As an Asian American, I have never felt welcome in this country. When I was little, I felt placed in the category of “other” – my given name too hard to say, my ethnicity a fascinating puzzle, my skin tone apparently enviable and the cause of regular microaggressions by both kids and adults. 

I internalized this as a problem with me, not with the people or society around me. The consequence was a feeling that I will never be enough, one which has stayed with me into adulthood and impacts me personally and professionally.   

Last week, I attended The Asian American Foundation’s third annual summit to kick off Asian American and Pacific Islander Heritage Month. It was uniquely fulfilling for me to learn and connect with hundreds of other leaders, activists, and artists invested in the flourishing of Asian Americans, Native Hawaiians, and Pacific Islanders (AANHPIs).  

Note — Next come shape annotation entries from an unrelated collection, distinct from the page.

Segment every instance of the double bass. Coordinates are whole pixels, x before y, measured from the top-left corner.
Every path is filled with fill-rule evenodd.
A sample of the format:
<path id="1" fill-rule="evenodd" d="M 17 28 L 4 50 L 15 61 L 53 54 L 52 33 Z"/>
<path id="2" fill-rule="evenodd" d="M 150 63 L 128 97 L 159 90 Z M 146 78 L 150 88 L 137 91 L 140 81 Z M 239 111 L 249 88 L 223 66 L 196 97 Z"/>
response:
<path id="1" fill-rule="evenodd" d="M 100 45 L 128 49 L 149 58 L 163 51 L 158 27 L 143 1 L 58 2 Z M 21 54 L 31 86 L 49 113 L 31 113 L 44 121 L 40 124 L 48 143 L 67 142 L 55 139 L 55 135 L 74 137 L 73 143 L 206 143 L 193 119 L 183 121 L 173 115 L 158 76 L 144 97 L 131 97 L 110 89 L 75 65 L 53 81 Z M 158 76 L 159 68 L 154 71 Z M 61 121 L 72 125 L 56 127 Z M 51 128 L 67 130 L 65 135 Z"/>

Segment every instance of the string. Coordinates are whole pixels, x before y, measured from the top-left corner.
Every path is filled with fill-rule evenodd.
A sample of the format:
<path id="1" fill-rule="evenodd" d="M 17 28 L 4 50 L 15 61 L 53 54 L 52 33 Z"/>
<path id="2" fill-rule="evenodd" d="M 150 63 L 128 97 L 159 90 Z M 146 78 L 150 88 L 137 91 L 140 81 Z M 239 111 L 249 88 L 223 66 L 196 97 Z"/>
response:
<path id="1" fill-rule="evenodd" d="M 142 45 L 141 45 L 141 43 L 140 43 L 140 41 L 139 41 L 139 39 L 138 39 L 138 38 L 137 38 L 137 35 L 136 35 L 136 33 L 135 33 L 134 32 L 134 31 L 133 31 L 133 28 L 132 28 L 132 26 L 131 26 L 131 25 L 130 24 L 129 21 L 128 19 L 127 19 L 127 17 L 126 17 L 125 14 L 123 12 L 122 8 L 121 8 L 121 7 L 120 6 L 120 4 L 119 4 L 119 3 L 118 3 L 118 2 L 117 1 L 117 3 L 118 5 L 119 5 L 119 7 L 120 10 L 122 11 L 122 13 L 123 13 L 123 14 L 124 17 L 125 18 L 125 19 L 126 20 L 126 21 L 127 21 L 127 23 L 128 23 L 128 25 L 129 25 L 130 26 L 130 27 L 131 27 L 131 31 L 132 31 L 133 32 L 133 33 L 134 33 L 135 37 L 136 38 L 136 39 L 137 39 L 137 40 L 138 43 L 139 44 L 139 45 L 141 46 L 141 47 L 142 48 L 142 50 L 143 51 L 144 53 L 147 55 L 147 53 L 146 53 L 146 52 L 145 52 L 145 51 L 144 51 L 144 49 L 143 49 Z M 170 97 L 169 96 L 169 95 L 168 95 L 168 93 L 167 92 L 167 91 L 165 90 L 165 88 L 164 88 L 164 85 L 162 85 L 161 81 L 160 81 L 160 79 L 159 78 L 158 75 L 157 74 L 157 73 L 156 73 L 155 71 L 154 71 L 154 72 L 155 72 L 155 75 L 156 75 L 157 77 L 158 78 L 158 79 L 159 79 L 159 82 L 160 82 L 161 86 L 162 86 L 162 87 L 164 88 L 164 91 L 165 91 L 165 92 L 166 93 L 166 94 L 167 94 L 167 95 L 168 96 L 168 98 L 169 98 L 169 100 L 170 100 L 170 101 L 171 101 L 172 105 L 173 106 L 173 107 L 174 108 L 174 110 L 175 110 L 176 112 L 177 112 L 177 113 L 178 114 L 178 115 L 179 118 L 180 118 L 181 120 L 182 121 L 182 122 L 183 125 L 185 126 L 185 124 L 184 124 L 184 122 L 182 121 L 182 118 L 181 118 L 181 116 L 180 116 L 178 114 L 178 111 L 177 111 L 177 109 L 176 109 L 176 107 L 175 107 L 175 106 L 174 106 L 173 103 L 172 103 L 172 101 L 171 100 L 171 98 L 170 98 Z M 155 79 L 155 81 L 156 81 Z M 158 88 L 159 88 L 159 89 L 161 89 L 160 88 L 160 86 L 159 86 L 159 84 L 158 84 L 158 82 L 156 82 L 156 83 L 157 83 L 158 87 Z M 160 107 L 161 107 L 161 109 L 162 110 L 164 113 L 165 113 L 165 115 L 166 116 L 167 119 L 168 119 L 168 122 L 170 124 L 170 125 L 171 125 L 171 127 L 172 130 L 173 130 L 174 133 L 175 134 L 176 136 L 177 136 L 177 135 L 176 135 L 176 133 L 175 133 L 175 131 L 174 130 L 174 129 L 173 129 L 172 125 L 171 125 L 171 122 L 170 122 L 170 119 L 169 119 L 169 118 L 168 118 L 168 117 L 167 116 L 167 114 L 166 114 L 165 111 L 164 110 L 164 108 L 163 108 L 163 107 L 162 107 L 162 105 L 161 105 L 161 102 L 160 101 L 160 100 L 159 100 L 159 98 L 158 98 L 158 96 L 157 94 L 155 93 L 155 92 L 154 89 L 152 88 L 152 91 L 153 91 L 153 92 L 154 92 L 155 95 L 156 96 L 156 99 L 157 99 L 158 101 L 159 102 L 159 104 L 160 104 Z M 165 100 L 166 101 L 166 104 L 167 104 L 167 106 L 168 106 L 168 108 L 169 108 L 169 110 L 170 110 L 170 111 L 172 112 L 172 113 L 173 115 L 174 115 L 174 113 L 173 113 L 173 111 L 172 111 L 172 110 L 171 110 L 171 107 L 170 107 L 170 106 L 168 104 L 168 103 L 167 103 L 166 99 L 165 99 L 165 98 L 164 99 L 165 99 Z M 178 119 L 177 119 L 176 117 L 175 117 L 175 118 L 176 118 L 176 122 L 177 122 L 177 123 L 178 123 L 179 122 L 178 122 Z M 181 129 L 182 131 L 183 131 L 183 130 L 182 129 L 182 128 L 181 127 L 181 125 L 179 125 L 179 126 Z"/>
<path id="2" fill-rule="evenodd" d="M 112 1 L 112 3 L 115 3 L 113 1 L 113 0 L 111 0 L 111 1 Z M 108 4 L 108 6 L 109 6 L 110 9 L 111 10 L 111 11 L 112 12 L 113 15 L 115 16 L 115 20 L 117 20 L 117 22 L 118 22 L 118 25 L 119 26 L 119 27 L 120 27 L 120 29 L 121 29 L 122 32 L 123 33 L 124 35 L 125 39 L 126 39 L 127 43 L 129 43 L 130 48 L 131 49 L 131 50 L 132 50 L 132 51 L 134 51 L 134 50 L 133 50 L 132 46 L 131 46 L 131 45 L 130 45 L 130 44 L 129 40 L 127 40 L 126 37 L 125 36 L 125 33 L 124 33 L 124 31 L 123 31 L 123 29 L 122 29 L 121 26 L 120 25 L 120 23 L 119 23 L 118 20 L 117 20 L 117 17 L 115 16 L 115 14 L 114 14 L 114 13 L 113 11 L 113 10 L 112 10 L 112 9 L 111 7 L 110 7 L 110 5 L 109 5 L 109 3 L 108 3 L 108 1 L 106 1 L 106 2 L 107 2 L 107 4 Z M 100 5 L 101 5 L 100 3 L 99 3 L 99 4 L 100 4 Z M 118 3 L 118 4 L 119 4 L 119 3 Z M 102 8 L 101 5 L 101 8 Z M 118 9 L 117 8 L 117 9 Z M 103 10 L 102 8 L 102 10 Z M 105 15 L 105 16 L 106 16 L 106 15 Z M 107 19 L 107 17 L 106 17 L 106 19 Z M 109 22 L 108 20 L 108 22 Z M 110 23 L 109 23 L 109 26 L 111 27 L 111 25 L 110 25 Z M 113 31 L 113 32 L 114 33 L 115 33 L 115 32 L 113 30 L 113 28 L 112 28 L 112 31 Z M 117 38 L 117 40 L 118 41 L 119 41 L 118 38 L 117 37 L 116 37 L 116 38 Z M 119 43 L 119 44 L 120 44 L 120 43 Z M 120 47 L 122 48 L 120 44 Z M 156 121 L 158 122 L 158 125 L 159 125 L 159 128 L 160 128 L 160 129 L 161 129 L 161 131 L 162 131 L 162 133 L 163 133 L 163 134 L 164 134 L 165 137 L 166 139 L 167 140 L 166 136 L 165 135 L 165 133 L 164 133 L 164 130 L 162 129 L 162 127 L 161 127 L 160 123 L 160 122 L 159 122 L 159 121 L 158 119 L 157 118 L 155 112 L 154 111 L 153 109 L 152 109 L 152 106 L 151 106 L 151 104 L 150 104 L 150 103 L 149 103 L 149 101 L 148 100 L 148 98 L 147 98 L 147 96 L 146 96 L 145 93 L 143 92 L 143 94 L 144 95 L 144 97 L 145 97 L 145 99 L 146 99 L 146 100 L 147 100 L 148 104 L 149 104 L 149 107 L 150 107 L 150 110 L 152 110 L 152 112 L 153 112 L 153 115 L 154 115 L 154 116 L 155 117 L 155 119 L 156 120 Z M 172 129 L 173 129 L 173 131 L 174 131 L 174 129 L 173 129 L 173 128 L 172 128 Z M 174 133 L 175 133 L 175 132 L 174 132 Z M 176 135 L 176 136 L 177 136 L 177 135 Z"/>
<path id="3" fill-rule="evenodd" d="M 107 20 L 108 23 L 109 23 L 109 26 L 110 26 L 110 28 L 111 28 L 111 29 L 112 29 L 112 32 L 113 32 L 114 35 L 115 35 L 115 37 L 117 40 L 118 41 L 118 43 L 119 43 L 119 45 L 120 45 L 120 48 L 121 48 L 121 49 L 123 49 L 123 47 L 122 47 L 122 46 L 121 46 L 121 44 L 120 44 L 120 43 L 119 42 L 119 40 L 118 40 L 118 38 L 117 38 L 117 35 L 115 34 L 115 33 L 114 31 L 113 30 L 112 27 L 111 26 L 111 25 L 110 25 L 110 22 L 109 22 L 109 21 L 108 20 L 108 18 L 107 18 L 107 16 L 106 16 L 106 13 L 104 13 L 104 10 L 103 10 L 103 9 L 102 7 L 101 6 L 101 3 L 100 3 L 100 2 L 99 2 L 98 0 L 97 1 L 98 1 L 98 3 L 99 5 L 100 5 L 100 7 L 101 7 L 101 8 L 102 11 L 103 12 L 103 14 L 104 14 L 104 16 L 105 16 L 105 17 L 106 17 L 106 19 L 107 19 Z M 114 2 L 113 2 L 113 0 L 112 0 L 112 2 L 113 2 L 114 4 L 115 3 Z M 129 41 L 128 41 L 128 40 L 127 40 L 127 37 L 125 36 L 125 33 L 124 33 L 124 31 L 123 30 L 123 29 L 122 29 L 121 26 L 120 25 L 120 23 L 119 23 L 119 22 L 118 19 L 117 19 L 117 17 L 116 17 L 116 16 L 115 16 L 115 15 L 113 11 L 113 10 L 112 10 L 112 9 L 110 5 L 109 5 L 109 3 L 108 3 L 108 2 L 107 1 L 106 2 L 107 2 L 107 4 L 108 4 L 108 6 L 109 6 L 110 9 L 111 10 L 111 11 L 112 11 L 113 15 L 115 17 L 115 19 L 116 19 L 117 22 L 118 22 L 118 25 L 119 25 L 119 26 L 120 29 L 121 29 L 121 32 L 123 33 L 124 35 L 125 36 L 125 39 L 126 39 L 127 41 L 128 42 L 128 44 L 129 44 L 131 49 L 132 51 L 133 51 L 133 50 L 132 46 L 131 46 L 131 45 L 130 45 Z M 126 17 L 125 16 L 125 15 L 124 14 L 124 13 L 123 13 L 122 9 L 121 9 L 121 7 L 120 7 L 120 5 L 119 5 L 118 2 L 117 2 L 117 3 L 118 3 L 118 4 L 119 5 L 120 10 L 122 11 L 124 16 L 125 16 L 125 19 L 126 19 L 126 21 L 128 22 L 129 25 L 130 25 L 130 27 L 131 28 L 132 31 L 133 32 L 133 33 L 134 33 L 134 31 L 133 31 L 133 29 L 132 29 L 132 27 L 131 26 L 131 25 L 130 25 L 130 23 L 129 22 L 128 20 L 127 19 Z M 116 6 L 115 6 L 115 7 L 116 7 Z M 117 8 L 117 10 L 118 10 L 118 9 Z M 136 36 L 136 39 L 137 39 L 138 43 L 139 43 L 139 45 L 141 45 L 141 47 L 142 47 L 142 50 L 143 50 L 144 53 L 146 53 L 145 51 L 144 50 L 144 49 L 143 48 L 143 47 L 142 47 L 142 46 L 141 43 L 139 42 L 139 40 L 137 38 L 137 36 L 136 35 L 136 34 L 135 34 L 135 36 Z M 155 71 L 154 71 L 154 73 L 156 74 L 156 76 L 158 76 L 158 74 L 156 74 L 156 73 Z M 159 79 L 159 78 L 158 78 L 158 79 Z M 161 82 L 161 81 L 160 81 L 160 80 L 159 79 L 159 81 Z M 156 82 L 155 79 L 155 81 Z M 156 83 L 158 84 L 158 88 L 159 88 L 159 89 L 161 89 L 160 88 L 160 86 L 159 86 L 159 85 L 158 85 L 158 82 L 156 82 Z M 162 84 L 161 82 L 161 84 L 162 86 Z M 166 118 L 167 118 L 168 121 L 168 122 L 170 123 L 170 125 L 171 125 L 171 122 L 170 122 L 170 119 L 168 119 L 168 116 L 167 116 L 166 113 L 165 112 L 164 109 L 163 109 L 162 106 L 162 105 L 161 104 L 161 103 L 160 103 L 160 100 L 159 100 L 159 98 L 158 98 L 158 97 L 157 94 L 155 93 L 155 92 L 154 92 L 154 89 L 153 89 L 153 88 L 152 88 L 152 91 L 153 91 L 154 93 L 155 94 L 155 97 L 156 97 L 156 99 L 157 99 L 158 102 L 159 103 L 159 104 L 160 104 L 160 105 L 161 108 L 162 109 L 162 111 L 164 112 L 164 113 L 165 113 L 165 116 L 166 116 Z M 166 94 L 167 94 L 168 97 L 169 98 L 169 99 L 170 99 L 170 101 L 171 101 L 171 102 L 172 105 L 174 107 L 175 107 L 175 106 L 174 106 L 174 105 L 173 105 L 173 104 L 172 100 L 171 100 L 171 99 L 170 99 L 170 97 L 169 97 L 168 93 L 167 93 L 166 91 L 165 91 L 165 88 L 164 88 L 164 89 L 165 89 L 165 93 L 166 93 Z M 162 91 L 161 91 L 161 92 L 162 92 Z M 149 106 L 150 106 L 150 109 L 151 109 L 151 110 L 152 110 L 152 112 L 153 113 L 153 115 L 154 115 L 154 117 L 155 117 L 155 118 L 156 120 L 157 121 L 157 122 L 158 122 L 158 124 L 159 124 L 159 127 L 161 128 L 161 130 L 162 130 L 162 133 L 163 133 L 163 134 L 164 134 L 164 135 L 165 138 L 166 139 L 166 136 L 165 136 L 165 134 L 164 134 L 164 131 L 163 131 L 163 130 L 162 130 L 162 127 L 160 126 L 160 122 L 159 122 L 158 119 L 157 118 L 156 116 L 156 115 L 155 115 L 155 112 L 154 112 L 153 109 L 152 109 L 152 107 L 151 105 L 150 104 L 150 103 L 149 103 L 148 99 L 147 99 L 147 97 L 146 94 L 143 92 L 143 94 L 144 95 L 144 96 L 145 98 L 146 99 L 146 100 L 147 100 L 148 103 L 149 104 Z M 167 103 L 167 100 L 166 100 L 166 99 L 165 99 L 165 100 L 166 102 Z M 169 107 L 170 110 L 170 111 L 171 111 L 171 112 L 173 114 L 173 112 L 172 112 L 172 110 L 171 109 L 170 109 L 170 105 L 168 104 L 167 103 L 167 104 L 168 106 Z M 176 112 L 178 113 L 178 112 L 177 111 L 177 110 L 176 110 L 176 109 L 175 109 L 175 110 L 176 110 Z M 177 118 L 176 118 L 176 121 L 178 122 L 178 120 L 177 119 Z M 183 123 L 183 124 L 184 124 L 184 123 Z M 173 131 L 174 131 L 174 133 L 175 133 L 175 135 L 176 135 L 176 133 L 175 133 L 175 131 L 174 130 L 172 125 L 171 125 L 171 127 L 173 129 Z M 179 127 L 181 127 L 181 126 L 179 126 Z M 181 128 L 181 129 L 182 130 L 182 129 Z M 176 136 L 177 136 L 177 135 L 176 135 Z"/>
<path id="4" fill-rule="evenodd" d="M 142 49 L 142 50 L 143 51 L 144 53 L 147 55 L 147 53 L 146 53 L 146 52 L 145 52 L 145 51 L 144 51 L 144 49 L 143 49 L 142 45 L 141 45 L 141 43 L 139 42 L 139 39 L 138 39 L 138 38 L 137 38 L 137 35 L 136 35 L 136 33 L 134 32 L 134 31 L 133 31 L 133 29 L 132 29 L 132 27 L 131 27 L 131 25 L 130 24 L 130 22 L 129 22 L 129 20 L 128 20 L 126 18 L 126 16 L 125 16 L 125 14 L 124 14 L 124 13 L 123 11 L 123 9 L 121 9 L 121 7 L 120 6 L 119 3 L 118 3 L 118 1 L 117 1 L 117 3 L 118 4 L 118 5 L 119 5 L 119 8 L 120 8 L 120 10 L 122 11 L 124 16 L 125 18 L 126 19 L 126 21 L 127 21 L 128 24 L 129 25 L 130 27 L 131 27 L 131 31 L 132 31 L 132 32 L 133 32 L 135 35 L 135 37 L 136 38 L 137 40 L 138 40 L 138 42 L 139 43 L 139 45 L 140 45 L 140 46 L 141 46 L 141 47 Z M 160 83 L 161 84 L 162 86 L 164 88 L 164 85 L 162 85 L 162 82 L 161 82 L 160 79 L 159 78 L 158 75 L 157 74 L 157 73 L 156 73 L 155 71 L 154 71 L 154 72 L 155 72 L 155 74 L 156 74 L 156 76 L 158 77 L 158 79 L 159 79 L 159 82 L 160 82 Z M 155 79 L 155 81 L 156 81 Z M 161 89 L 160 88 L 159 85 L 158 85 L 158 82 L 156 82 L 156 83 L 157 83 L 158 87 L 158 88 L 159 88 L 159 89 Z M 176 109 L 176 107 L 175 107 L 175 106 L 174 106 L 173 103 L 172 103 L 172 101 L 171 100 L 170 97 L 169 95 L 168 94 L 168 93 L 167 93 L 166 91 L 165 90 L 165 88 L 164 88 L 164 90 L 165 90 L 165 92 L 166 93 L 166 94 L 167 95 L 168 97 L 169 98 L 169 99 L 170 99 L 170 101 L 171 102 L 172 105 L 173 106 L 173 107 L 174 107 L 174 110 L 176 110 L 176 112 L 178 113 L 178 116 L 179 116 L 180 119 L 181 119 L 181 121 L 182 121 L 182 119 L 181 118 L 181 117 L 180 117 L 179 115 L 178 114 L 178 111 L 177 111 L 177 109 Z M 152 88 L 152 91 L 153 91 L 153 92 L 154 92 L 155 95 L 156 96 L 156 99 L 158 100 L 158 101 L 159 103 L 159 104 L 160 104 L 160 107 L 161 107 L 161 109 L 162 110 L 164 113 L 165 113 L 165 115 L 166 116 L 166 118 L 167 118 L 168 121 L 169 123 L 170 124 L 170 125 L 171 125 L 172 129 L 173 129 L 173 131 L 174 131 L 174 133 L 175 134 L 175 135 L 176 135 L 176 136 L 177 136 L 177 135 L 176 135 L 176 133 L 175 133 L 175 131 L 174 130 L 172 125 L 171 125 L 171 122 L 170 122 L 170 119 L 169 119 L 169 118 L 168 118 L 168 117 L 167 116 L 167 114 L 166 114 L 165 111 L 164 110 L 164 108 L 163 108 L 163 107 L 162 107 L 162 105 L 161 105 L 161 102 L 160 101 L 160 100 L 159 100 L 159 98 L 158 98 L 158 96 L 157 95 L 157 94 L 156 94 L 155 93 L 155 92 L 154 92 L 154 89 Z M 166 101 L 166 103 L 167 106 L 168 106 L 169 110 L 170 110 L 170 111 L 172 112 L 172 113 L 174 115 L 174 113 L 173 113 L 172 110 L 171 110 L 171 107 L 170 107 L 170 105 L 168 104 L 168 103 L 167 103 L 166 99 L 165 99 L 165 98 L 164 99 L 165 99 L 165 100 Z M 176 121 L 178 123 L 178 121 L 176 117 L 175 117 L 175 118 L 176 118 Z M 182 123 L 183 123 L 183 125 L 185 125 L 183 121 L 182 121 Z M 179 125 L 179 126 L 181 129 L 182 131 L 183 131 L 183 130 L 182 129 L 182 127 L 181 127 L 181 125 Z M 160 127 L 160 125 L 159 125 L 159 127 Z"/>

I listened to celebrities and politicians talk about their challenges growing up AANHPI and how they overcame feelings of insecurity to chase their dreams, changing what we all think is possible for Asians in America. And I was inspired by activists who described decades of tireless organizing in search for equality for AANHPIs and in solidarity with other minority groups. 

But I also heard that a tragic 70% of AANHPI people feel unsafe in public spaces. In 2023, 54% of AANHPIs reported being harassed, threatened, or attacked because of their race or identity. And women and girls who are AANHPI experience acts of hate 2.2 times more often than their male peers.  

There is a lot we can do. We can read, like, and listen to change our perception of people who look and sound different from ourselves. We can fight for systems that include and welcome people from all backgrounds instead of excluding and dehumanizing them the way our immigration system does. And we can ensure services – like the critical legal and social services offered at Tahirih – reach a diversity of communities so we do not perpetuate the isolation that worsens vulnerability to violence. 

I am grateful I had the chance to attend the summit. I’ll keep reflecting on how my experiences of otherization, as well as the gifts of incredible privilege I’ve enjoyed, shape who I am and how I show up. And I’ll keep fighting so we can all be safe enough to dream.